There are no two ways about finance in marriage. No matter the level of love, If there is no money,  it is always difficult.


Referring to the Biblical belief in Genesis 3:Your desire  shall be unto you……..
That is one aspect  the woman expects her husband to take care of.
A woman wants a husband that is not lazy,  at least helping to do one or two things.   A man that is educated and intelligent.
She knows that there is a trait that her husband has.  Traits of taking care of people,  giving freely to people and caring for her family.
A woman wants to love a husband that has family interest at heart. A man that spends time with his family,  remembering his family even as he is away from home.
A woman should not antagonise her husband because of one error or the other.

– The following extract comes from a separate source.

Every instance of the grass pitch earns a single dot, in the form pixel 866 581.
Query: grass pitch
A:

No matter the level of offence he may have committed, you still show some love.


According to the Scripture, it is with wisdom that the women builds her home.
It is not as if the woman will not monitor her husband, but to certain limit.  Don’t be a monitoring spirit.  Don’t allow anything to take your joy.
Don’t loose trust in your husband.
The idea of checking your husband’s phone should be discouraged. The more you check your husband and his phone, the more you loose your joy.


The home should not be a battle ground for a woman and man.  A woman should be able to ask herself if the check on her husband will pay her any good.
Draw a line to a point where you checkmate your husband’s activities.
A woman wants a man that will love her and telling her you love her will be all she desires.